Whether Trump’s election reveals an “inherent malice” in his voters is irrelevant. What is relevant are the practical outcomes of a Trump presidency. Trump campaigned on state repression of disfavored minorities. He gives every sign that he plans to deliver that repression. This will mean disadvantage, immiseration, and violence for real people, people whose “inner pain and fear” were not reckoned worthy of many-thousand-word magazine feature stories. If you voted for Trump, you voted for this, regardless of what you believe about the groups in question. That you have black friends or Latino colleagues, that you think yourself to be tolerant and decent, doesn’t change the fact that you voted for racist policy that may affect, change, or harm their lives. And on that score, your frustration at being labeled a racist doesn’t justify or mitigate the moral weight of your political choice. 
In the same way that the election-year demand for empathy toward Trump supporters obscured the consequences of Trump’s support for his targets, this demand for empathy does the same. It’s worse, in fact. In the wake of Trump’s win, the United States was hit with a wave of racist threats, agitation, harassment, and violence, following a year in which hate crimes against Muslim Americans and others reached historic highs. With Trump in office, millions of Americans face the prospect of a federal government that is hostile to their presence in this country, and which views them as an intrusion, even if they are citizens. Even if they’ve lived their entire lives as Americans. 
To face those facts and then demand empathy for the people who made them a reality—who backed racist demagoguery, whatever their reasons—is to declare Trump’s victims less worthy of attention than his enablers. To insist Trump’s backers are good people is to treat their inner lives with more weight than the actual lives on the line under a Trump administration. At best, it’s myopic and solipsistic.
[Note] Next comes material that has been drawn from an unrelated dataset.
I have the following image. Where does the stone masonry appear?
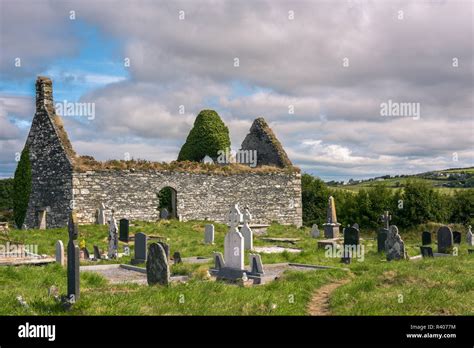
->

At worst, it’s morally grotesque.  (our emphasis)
In Bouie's piece he notes a comment from the reptilian Chris "Lizard" Cillizza to the extent that (hot take alert!) we shouldn't treat all the shitgibbon's supporters as racists, misogynists, etc.  But, as Bouie says, the choice they made in voting for a racist, misogynist, etc., makes it "morally grotesque" to empathize with them.

Rest assured, we won't be giving out any cookies to these slugs, nor should anyone else.  In the meantime, as Bouie suggests, how about a little less attention to the Stormtrumpers and a little more to the current (a running compilation here) and future victims of the shitgibbon's white nationalism?

(Photo:  One of the more G-rated photos of good 'murrican Stormtrumpers - heil!)